La Côte d’Ivoire renforce sa surveillance climatique avec son premier radar météorologique. Mis en service le 1er avril 2026 par la société d’État SODEXAM, cet appareil, capable de couvrir 400 km autour d’Abidjan, vise à améliorer la prévention des phénomènes météorologiques dangereux, notamment les inondations urbaines qui coûtent chaque année des milliards de FCFA. Financé à hauteur de 32 millions de dollars dans le cadre du projet Vigilance, alertes et services climatiques et météorologiques, ce radar marque un tournant dans la modernisation du système de prévision du pays.

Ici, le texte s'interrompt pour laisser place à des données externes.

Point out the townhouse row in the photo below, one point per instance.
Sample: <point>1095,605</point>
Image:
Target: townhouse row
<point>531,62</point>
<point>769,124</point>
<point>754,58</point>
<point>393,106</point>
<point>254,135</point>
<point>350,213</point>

Le 1er Avril 2026, la Côte d’Ivoire a mis en service son premier radar météorologique. Installé par la Société pour le Développement des exploitations aéroportuaires, aéronautiques et météorologiques en Côte d’Ivoire, ce radar vise à renforcer la prévention et la gestion des phénomènes météorologiques dangereux, tout en améliorant la précision des prévisions pour les différents secteurs utilisateurs.L’appareil dispose d’une portée de surveillance de 400 kilomètres, couvrant ainsi tout le district d’Abidjan et une large partie du littoral et de l’arrière-pays.
C’est quand même quelque chose d’extrêmement important, il ne s’agit pas seulement de navigation (0:09) aérienne, ce sont des données importantes parce qu’il y a des applications qui vont avec et qui (0:15) permettent de faire des alertes, de donner des informations aux agriculteurs, aux paysans, de prévenir un certain nombre de sinistres, notamment les inondations pourraient amener.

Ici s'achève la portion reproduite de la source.